The notable exception is C# which doesn't seem to easily support zero byte clean string passing currently.
Tcl encodes zero bytes as the non-normalised utf-8 form "\xc0\x80" so it's not actually possible to pass a zero byte into Xapian from Tcl...
comment:5 by , 18 years ago
Component: | Other → Xapian-bindings |
---|
comment:6 by , 18 years ago
Priority: | high → normal |
---|---|
Severity: | normal → minor |
Summary: | zero byte cleanliness → zero byte cleanliness in C# bindings |
comment:7 by , 18 years ago
Blocking: | 118 added |
---|
This should at least be investigated for the 1.0 release, though maybe it's too hard to fix in all bindings right now.
comment:8 by , 18 years ago
Summary: | zero byte cleanliness in C# bindings → zero byte cleanliness in C# and Java bindings |
---|
It's already fixed for everything except C# (oh, hmm and Java too) - there are tests in smoketest.* for it.
Tcl is fixed by virtue of not being able to have literal zero bytes in strings as they're encoded as non-normalised utf-8. Strictly speaking that should be addressed by checking for and translating '\xc0\x80' <-> '\0' as it's not valid utf-8 under current rules.
I asked on the SWIG list about C# ages ago and William Fulton seemed to suggest it was hard to fix for C# - the pinvoke stuff is built around C strings it seems.
Java is probably best fixed by transitioning to SWIG rather than expending effort on doomed code, but I'd rather leave moving it to SWIG until after 1.0. I don't think it's a huge amount of work, but it is a fundamental change that's potentially disruptive.

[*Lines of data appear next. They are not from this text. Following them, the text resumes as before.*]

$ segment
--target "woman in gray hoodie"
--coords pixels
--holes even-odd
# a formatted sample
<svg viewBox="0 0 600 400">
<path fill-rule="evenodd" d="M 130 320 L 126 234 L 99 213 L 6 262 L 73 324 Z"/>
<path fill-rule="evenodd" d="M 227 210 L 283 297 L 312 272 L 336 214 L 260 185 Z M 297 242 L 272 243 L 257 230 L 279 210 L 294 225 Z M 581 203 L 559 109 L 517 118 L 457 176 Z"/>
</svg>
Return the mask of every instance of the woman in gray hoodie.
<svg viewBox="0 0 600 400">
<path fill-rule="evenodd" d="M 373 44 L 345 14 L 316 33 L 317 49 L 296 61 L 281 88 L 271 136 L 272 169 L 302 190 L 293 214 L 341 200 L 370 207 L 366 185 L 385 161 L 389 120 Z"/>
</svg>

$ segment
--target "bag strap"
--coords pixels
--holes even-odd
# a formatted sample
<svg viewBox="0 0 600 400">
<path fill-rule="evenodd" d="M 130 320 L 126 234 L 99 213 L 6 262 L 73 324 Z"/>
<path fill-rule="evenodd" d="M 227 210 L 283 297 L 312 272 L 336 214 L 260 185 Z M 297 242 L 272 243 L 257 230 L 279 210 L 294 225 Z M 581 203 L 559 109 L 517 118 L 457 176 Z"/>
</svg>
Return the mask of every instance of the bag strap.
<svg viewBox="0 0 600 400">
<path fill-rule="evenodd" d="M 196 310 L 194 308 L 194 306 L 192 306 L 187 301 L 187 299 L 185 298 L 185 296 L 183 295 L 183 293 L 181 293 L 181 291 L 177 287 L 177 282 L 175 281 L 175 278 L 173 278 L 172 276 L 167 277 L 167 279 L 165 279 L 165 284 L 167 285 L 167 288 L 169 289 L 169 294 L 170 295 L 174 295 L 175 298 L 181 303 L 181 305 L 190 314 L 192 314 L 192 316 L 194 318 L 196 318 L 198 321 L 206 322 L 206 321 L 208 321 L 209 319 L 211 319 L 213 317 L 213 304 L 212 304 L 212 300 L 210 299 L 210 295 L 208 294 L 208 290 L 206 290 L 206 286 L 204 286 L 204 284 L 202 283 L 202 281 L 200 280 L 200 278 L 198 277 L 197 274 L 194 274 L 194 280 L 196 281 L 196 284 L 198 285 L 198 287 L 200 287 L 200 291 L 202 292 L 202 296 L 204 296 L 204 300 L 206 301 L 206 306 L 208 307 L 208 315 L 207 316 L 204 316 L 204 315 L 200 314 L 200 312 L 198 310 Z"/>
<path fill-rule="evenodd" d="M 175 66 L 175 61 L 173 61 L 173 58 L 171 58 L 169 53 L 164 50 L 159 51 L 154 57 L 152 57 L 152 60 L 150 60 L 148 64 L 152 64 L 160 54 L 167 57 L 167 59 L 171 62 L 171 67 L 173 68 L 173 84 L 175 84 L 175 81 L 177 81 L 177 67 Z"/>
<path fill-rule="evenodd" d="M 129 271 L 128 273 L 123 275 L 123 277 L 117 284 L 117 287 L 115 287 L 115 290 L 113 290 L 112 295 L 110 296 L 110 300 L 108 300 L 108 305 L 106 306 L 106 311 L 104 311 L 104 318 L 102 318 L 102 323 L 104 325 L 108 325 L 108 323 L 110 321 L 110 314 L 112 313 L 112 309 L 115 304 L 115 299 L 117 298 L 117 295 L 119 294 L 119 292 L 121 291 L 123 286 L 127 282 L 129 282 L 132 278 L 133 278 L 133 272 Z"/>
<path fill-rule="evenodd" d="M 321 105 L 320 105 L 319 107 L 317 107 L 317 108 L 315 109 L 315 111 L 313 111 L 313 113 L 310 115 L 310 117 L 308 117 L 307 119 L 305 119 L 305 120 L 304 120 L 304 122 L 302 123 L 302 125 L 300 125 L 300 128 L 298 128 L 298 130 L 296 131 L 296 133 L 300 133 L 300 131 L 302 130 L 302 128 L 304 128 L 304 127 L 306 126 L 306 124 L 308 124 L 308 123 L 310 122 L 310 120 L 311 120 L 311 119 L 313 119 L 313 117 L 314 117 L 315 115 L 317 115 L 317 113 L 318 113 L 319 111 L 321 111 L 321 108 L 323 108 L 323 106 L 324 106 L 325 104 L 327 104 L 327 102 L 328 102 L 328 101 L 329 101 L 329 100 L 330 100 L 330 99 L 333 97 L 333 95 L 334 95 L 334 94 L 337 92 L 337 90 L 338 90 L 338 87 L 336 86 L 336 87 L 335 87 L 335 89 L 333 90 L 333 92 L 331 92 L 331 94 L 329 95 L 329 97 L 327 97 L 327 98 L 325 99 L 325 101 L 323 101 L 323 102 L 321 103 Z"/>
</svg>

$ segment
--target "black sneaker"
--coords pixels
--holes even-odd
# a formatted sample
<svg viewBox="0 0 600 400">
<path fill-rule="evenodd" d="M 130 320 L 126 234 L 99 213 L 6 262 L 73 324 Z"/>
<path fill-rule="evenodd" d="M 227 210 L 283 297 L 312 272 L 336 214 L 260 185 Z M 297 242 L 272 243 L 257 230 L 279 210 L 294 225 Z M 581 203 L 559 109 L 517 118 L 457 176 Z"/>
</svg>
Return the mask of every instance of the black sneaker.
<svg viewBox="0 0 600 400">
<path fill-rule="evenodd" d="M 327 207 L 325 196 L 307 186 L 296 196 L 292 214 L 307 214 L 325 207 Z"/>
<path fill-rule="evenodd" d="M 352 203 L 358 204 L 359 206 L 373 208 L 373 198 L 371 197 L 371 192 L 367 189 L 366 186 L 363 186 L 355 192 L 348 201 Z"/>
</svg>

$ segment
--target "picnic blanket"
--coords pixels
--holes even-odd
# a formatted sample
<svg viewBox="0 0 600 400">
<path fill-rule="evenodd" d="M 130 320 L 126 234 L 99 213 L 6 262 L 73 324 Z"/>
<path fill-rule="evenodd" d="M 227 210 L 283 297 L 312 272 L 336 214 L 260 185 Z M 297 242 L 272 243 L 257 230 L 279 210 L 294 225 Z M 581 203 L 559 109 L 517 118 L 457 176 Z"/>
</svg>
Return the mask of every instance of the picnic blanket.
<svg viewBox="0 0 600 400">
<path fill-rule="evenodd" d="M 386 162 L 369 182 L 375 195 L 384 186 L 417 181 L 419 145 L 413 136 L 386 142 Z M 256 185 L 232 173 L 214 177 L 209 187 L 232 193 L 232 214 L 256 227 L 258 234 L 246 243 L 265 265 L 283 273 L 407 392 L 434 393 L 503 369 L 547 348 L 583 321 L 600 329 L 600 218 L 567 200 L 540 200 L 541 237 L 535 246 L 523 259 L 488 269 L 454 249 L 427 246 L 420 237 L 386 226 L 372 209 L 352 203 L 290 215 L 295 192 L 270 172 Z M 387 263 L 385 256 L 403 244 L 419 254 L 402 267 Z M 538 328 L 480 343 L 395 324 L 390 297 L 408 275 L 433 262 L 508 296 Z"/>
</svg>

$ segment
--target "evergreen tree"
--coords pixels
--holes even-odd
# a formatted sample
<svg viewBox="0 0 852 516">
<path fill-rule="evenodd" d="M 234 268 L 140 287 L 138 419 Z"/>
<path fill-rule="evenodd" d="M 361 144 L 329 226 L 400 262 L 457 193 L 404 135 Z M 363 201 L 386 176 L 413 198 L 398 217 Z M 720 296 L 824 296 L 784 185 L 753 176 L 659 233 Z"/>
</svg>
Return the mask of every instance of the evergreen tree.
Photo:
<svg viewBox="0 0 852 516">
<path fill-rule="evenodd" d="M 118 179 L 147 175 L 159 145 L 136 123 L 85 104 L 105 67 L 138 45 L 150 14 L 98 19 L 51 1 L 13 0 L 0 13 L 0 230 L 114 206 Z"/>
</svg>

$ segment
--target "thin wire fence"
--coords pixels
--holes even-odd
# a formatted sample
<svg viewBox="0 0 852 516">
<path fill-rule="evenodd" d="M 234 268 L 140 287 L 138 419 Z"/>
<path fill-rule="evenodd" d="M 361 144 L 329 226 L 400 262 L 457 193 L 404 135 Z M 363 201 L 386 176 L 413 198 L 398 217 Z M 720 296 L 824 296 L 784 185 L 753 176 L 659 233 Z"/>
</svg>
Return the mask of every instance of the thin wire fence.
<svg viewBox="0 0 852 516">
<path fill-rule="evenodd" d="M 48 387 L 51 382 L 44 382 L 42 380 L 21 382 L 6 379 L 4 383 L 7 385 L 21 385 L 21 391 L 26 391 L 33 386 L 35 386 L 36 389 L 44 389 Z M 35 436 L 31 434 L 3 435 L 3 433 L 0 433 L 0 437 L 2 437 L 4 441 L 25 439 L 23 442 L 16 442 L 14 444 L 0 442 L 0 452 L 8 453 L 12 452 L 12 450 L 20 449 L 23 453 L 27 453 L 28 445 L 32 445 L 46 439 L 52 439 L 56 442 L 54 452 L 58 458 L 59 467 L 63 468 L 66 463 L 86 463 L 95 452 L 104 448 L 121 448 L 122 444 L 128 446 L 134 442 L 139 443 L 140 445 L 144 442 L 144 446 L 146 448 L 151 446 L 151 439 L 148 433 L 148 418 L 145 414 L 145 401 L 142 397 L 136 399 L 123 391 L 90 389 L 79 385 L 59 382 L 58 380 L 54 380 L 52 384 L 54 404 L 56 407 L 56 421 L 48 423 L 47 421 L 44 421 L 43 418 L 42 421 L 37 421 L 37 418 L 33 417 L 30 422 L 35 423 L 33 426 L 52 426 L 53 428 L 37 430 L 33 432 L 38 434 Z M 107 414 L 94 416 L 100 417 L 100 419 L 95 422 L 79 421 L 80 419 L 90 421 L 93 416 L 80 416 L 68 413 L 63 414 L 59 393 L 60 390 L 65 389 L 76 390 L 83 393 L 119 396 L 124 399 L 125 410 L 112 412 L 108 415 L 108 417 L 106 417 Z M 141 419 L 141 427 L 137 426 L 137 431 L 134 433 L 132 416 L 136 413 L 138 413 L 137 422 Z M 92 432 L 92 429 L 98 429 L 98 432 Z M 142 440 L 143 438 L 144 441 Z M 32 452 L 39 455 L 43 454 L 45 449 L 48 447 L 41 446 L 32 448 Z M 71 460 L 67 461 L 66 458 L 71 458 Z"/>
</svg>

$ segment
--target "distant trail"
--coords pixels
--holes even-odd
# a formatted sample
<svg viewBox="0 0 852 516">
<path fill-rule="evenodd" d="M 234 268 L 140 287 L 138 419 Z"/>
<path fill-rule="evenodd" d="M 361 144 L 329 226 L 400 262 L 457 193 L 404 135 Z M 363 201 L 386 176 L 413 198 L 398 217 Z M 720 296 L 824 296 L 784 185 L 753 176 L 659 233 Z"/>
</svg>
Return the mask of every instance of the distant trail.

comment:9 by , 18 years ago
Cc: | added |
---|
comment:10 by , 18 years ago
Okay - since fixing this isn't going to break anything which already works, I think it's a prime candidate for postponing to after 1.0.
comment:11 by , 18 years ago
Blocking: | 118 removed |
---|
For Tcl, it would change what went in the database if you sent a "tcl nul", but if we ignore "\xc0\x80" in what comes out, it'll still essentially work OK (and I don't expect a lot of people put zero bytes in Xapian databases from Tcl anyway).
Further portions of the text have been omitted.